The White House insisted Clinton’s mission was strictly humanitarian, to rescue two American journalists convicted of illegally entering North Korea. But coming at a time of high tension over Pyongyang’s nuclear-weapons program, it inevitably raised hopes of broader diplomatic fallout.
It gave Kim a rare opportunity to strike a statesmanlike, benevolent posture for global consumption and to have an ex-president appear before him as a supplicant.
It also enabled him to show, a year after reportedly suffering a stroke, that while he may look physically weaker, he is still fit enough at age 67 to engage in talks with a powerful Western visitor.
Clinton’s visit has come as U.S. and South Korean officials are working on a strategy for persuading North Korea to dismantle its nukes, breaking from a process littered with unkept promises.

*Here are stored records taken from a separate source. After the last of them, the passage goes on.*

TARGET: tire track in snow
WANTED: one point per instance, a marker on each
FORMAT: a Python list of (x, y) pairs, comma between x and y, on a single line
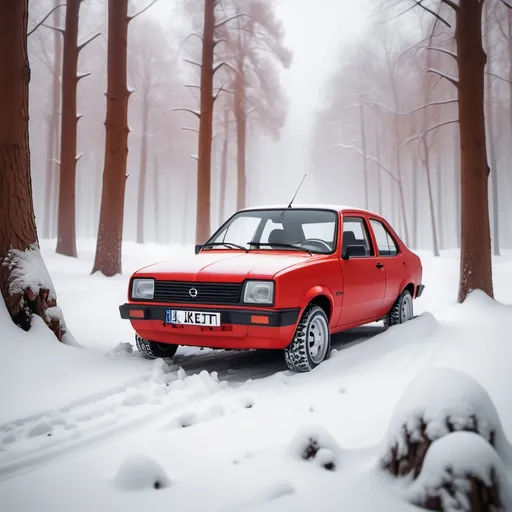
[(30, 442)]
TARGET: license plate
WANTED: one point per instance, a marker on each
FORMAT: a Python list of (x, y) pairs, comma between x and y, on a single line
[(173, 316)]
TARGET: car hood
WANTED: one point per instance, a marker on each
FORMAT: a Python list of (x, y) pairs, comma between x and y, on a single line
[(228, 267)]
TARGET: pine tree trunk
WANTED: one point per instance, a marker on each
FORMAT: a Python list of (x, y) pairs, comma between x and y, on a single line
[(457, 191), (53, 132), (365, 160), (475, 263), (440, 203), (143, 170), (156, 197), (205, 127), (241, 135), (110, 231), (224, 168), (415, 201), (66, 222), (379, 171), (426, 161), (18, 232)]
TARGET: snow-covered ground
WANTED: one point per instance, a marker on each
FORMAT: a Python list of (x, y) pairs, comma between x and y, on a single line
[(103, 429)]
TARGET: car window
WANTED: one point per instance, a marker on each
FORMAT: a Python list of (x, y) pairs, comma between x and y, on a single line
[(355, 232), (239, 231), (385, 242)]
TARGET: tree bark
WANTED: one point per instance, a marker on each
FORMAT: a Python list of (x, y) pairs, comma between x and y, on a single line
[(365, 161), (440, 203), (241, 135), (426, 161), (205, 126), (224, 168), (143, 170), (51, 172), (475, 262), (66, 222), (156, 197), (110, 231), (415, 200), (18, 234)]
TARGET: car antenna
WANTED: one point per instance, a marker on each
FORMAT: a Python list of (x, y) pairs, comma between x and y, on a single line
[(297, 191)]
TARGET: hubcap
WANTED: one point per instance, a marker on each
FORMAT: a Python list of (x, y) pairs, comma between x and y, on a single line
[(406, 309), (317, 339)]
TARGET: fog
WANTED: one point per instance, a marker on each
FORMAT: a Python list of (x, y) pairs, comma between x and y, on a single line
[(345, 60)]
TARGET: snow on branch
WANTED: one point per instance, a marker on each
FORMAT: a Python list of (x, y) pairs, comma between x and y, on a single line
[(453, 4), (192, 62), (371, 158), (424, 132), (44, 19), (90, 40), (57, 29), (191, 111), (442, 50), (227, 20), (498, 77), (450, 79), (419, 3), (130, 18), (223, 63)]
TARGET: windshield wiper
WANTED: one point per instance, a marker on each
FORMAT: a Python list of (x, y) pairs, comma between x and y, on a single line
[(290, 246), (229, 245)]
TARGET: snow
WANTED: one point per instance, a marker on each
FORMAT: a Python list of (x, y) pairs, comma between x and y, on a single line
[(450, 462), (95, 428)]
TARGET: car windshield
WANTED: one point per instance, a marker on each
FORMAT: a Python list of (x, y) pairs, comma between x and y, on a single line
[(307, 230)]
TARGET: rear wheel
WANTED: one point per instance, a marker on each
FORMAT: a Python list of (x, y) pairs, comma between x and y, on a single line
[(402, 310), (154, 350), (311, 342)]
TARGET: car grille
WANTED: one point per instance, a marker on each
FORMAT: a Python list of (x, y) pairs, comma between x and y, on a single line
[(178, 292)]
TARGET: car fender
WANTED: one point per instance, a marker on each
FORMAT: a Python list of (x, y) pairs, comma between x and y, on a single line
[(406, 281), (315, 291)]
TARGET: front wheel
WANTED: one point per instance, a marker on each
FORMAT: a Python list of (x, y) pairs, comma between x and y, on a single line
[(154, 350), (311, 342), (402, 310)]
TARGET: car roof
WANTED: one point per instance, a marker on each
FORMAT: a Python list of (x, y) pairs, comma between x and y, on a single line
[(315, 206)]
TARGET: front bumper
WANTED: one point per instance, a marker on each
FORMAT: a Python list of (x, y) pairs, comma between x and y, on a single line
[(240, 329), (276, 318)]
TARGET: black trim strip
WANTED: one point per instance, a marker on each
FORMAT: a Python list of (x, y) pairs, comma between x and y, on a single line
[(277, 318)]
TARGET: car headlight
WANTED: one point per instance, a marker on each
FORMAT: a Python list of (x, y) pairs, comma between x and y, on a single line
[(143, 289), (259, 292)]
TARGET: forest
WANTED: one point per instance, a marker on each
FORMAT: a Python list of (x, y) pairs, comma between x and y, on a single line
[(127, 125)]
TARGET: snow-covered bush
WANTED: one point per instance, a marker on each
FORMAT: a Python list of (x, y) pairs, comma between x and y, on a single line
[(315, 443), (438, 402), (139, 472), (462, 472)]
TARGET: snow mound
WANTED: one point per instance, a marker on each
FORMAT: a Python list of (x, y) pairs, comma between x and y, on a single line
[(437, 402), (140, 472), (462, 472), (314, 443)]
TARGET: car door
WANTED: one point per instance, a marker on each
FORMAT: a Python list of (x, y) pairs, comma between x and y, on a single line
[(393, 263), (364, 279)]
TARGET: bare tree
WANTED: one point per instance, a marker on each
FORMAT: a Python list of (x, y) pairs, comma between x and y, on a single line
[(108, 258), (66, 222), (24, 281)]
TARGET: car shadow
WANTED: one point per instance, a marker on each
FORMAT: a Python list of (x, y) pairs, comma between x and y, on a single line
[(240, 366)]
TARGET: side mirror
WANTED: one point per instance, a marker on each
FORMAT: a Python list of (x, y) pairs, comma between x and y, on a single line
[(354, 251)]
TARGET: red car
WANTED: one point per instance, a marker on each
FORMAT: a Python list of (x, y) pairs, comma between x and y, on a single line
[(277, 278)]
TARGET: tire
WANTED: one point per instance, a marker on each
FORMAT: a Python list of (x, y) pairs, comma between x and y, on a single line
[(302, 355), (154, 350), (402, 310)]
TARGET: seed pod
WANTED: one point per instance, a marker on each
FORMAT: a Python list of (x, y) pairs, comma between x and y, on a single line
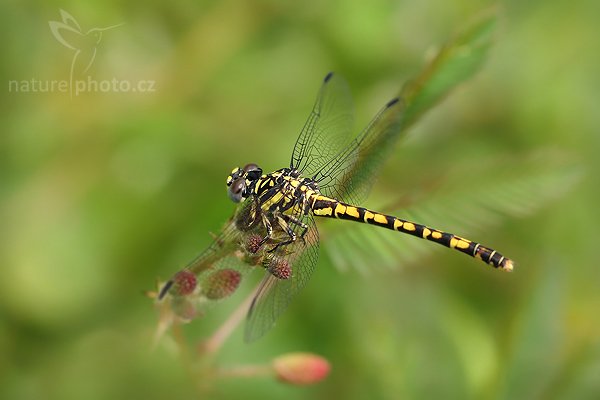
[(184, 282)]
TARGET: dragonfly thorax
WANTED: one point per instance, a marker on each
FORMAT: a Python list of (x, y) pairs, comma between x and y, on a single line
[(241, 181)]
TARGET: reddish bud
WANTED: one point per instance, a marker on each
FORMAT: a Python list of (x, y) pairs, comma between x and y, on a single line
[(301, 368), (184, 282), (279, 268), (221, 284)]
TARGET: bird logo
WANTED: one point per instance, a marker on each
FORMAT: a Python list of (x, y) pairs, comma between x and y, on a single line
[(85, 45)]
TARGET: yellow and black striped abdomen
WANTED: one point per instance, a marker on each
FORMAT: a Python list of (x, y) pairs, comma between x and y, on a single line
[(323, 206)]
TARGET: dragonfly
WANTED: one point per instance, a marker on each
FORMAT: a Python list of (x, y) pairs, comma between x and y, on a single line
[(329, 175)]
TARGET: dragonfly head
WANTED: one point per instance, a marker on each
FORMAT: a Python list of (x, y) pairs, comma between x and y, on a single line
[(241, 182)]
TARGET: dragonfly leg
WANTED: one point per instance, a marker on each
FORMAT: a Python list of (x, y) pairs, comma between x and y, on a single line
[(283, 221), (269, 229)]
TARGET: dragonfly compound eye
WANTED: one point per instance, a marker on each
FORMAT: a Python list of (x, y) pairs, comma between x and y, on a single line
[(236, 190)]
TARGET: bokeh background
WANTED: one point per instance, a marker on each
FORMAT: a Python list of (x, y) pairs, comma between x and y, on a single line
[(104, 192)]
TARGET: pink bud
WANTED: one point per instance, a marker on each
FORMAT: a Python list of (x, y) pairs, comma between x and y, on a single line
[(221, 284), (185, 282), (301, 368)]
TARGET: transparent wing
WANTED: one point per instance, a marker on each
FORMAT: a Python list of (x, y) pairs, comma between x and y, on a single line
[(274, 294), (327, 129), (349, 175)]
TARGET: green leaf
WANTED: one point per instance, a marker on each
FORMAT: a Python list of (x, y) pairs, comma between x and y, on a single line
[(455, 63)]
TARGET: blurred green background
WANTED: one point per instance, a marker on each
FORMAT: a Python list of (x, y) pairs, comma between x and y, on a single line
[(104, 192)]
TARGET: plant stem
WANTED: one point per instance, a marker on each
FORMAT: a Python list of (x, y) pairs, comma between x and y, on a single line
[(214, 343), (245, 371)]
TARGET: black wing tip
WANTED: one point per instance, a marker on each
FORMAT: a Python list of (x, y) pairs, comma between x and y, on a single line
[(165, 289), (392, 102)]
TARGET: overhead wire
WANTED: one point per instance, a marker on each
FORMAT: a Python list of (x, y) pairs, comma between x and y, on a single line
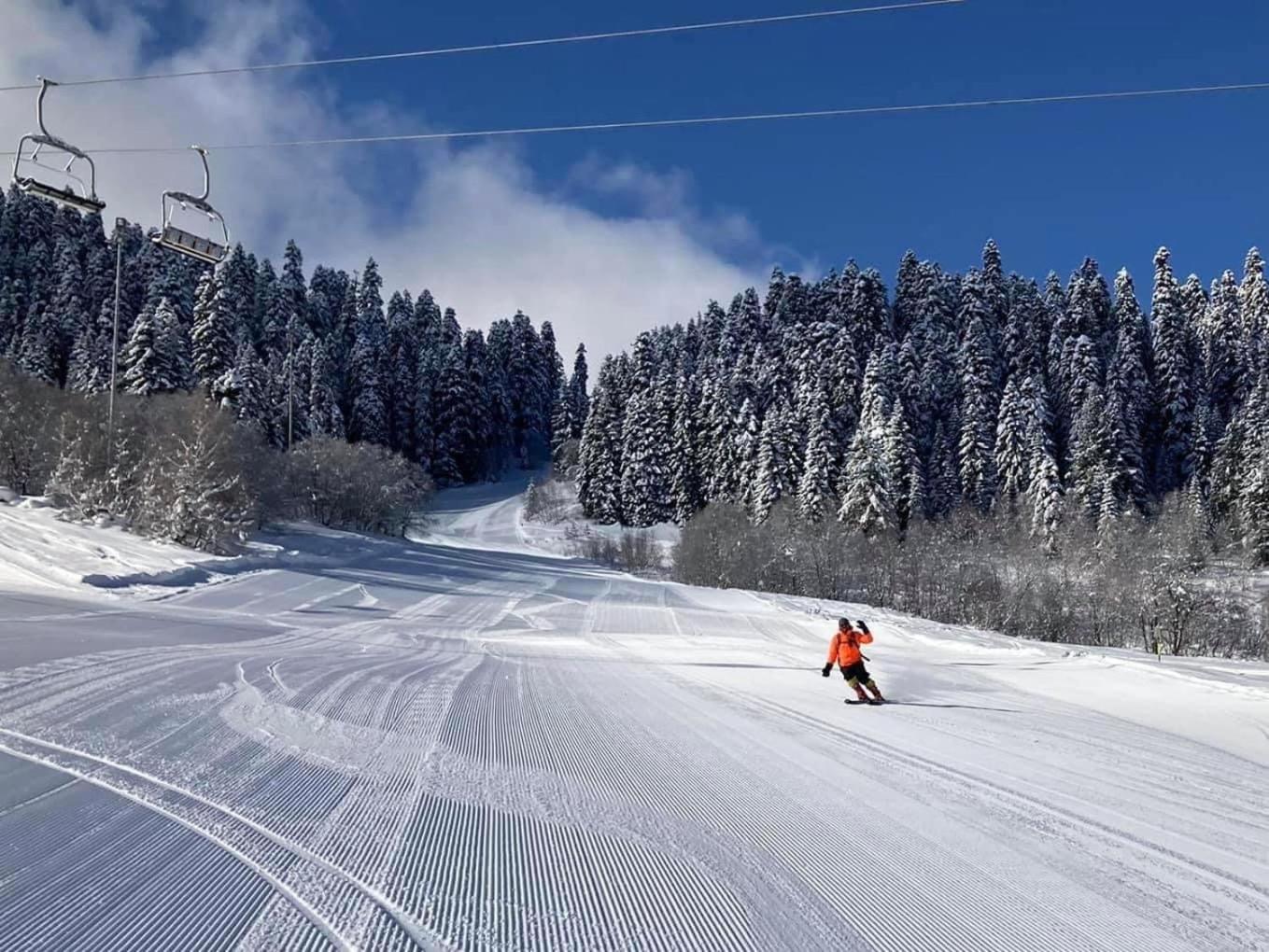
[(509, 45), (965, 105)]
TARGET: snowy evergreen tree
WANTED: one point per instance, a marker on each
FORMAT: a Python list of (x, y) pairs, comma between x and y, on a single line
[(1046, 492), (370, 418), (154, 360), (902, 468), (1014, 442), (213, 339), (867, 503), (685, 489), (1176, 377), (815, 495), (1223, 349), (579, 391), (979, 406), (645, 466), (774, 477), (324, 416)]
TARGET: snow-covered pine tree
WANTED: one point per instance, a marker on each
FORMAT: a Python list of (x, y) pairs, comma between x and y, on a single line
[(368, 422), (902, 467), (292, 287), (1093, 463), (579, 392), (867, 505), (250, 388), (774, 477), (1223, 349), (980, 399), (151, 359), (453, 418), (881, 388), (685, 482), (1254, 300), (402, 374), (37, 351), (870, 324), (213, 337), (561, 422), (599, 480), (1177, 377), (66, 315), (1046, 494), (174, 340), (1014, 442), (909, 293), (1254, 503), (995, 292), (324, 416), (91, 357), (1130, 393), (645, 466)]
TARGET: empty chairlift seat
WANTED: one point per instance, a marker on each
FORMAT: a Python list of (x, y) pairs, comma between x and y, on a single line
[(187, 243), (25, 166)]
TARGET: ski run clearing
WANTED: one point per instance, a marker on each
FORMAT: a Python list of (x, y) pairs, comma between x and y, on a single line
[(467, 743)]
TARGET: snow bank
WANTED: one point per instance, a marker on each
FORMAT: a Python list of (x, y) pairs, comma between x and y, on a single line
[(38, 548)]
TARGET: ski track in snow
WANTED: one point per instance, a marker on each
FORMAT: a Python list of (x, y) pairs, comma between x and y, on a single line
[(466, 746)]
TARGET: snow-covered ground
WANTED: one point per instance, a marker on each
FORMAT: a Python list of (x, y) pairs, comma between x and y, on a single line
[(465, 743)]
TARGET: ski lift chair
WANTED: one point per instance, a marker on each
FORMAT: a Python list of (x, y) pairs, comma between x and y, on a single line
[(186, 243), (85, 198)]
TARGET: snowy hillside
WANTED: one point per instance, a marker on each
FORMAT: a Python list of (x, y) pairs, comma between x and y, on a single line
[(463, 743)]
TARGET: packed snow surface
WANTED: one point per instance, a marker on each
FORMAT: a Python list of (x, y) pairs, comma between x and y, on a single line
[(465, 743)]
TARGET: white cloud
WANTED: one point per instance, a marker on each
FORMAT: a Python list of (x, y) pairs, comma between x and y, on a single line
[(480, 232)]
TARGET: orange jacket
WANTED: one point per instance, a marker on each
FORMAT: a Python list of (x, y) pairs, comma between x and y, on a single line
[(844, 648)]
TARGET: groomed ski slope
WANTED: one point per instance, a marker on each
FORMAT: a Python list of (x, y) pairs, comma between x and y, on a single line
[(467, 744)]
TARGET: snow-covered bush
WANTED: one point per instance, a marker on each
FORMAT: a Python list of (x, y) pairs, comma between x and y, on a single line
[(357, 485), (183, 469)]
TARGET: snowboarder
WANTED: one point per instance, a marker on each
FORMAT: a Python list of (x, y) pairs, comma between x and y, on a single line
[(845, 651)]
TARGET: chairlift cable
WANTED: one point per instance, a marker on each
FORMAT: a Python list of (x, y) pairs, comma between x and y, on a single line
[(509, 45), (711, 120)]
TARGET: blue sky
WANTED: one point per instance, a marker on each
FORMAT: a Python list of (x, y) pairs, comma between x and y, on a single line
[(1050, 183), (605, 232)]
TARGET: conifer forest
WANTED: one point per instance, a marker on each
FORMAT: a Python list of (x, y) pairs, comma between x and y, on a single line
[(969, 420)]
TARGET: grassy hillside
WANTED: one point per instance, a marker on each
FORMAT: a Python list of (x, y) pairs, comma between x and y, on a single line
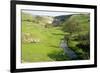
[(40, 43), (41, 40), (78, 27)]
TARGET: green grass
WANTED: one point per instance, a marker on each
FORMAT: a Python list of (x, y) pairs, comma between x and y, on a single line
[(48, 47)]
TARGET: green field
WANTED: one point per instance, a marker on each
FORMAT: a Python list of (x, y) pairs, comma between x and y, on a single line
[(40, 43), (46, 48)]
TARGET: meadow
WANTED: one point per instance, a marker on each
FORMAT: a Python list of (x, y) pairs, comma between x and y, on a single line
[(41, 40)]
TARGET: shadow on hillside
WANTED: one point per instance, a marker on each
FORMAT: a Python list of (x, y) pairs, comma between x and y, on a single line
[(57, 33), (58, 56)]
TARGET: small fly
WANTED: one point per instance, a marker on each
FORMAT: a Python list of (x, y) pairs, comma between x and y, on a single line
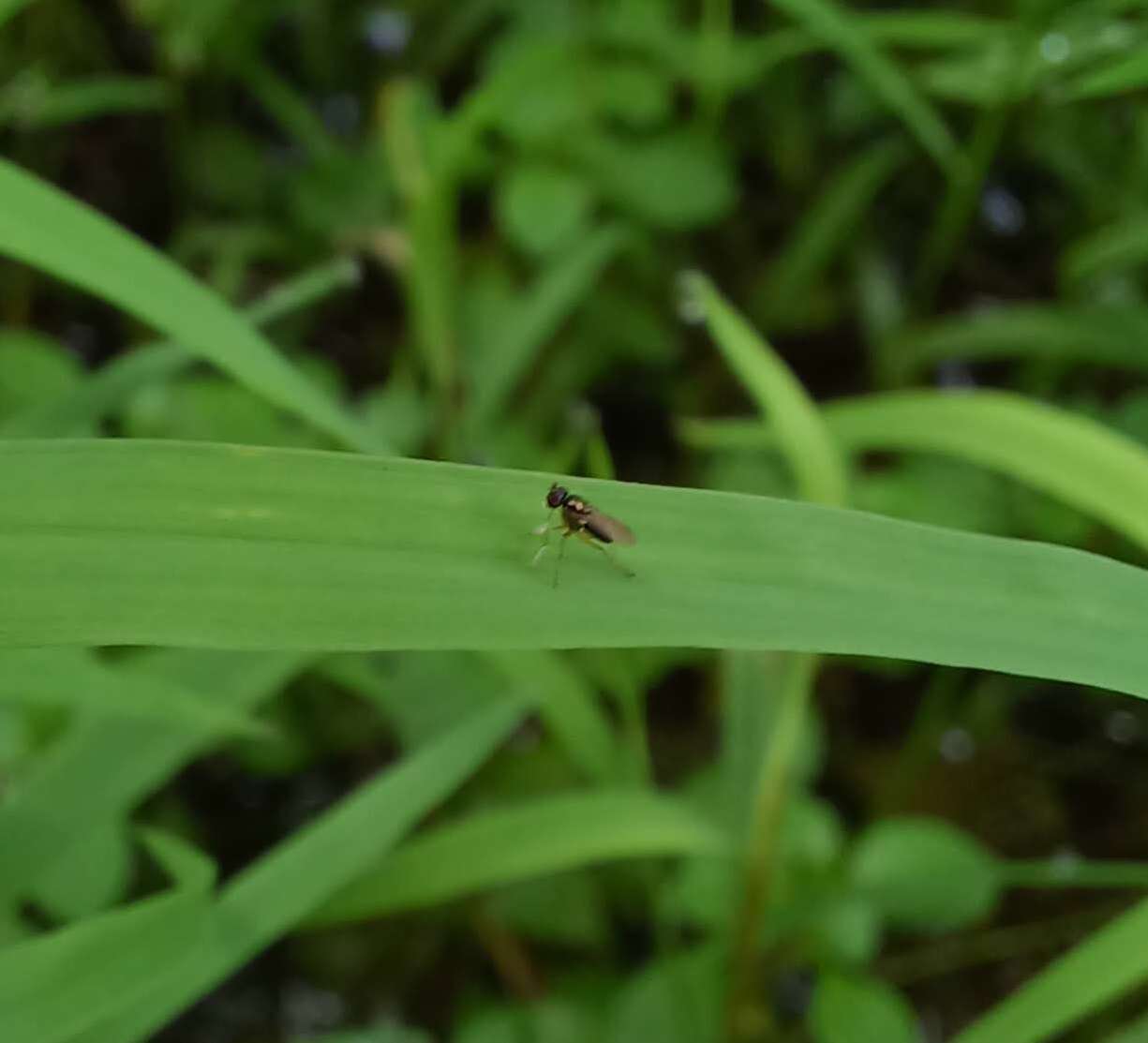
[(585, 521)]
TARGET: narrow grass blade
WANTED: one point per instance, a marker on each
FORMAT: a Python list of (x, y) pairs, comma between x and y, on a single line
[(1105, 335), (1121, 76), (113, 383), (1078, 460), (784, 404), (829, 228), (566, 704), (41, 226), (546, 835), (847, 36), (544, 308), (1096, 972), (1085, 464), (126, 542), (102, 767), (1111, 248), (57, 985), (276, 893), (76, 678)]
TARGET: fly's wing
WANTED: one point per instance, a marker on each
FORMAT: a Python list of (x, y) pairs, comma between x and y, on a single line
[(608, 529)]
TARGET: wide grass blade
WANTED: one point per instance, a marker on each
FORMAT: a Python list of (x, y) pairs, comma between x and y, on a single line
[(847, 36), (103, 766), (126, 542), (1098, 970), (44, 228), (282, 888), (61, 983), (546, 835), (112, 384)]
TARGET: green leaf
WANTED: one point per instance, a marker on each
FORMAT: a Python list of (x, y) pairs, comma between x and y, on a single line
[(1098, 335), (1098, 970), (924, 873), (860, 1010), (677, 180), (567, 706), (96, 773), (76, 678), (540, 838), (801, 434), (122, 542), (41, 226), (847, 36), (541, 208), (535, 318), (75, 410), (284, 887), (56, 986), (829, 228), (1085, 464)]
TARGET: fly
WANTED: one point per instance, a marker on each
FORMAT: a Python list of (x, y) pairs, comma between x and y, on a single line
[(587, 522)]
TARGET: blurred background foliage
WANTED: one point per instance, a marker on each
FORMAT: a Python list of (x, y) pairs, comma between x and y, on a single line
[(469, 220)]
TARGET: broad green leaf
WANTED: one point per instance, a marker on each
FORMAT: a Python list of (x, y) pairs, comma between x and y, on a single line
[(829, 228), (1100, 335), (121, 542), (74, 410), (809, 449), (860, 1010), (1088, 466), (847, 36), (59, 985), (274, 895), (42, 228), (924, 874), (1098, 970), (540, 838), (102, 767)]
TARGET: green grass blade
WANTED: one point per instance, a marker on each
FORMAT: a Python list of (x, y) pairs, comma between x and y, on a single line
[(75, 678), (1115, 246), (57, 985), (1124, 73), (85, 98), (829, 228), (41, 226), (545, 835), (126, 542), (1098, 970), (566, 704), (276, 893), (102, 767), (1085, 464), (112, 384), (1107, 335), (1078, 460), (847, 36), (544, 306), (801, 436)]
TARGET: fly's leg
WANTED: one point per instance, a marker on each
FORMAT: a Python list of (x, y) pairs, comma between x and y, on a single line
[(561, 548)]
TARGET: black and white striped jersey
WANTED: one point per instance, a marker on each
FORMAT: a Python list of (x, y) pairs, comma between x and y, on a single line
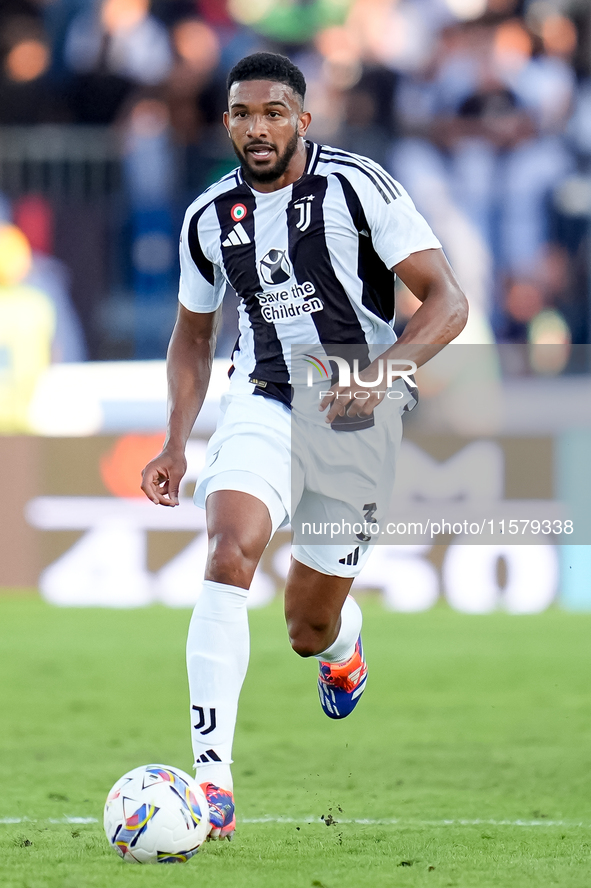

Now Kim may feel better positioned to push forward with the negotiations and reap promised rewards in the form of aid, fuel oil shipments and political concessions, mainly from the U.S., South Korea and Japan.
His overriding aim is to ensure the survival of the communist state founded by his father, Kim Il-Sung, 61 years ago and hand off power to one of his sons. But Kim’s dilemma is that the U.S. is unlikely to embrace him until he takes real action to dismantle his nuclear program, his only true leverage in international affairs.